According to the multi-carrier delay diversity modulation scheme, a second guard interval inserter 140 receives the N number of OFDM data samples delayed by T, copies a G number of OFDM data samples from the last OFDM sample data of the OFDM sample data, inserts the copied G number of data samples as a guard interval prior to the OFDM symbol, and outputs the guard interval and OFDM symbol. Accordingly, a second antenna unit 145 transmits OFDM signals corresponding to xN−1, x1, . . . ,xN−2. Further, an Mth guard interval inserter 150 receives signals obtained by cyclically delaying once again signals already cyclically delayed (M−1) times, that is, signals (xN−M, xN−M−1, . . . , xN−M+1) obtained by cyclically shifting the sequence (x0, x1, . . . , xN−1) M times. The Mth guard interval inserter 150 copies G number of OFDM data samples, inserts the guard interval into the copied OFDM sample data, and outputs the OFDM sample data. An Mth antenna unit 155 transmits OFDM signals corresponding to xN−M−1, xN−M−2, . . . ,xN−M.
In the prior art, the OFDM signals delayed by T were cyclically delayed, thereby obtaining an additional frequency diversity gain.
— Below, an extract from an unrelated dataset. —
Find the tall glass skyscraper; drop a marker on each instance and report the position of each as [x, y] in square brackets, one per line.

In other words, when the delay diversity is employed, a scheme of cyclically delaying only one sample according to each antenna has been used.
When the base station transmits a broadcasting channel, it is necessary to consider if delayed signals delaying only one sample as described above may cause a transmit diversity gain to a user terminal in a different cell. This is because a transmit diversity gain may occur or interference may increase due to a system characteristic such as the length of a guard interference interval, the cell type, the number of sectors, or the beam pattern. That is, it is necessary to provide a transmission scheme capable of transmitting OFDM signals more efficiently in a blanket area where reception of the broadcasting channel is poor, a hot spot area where user terminals are crowded, or an outskirt area where user terminals appear occasionally.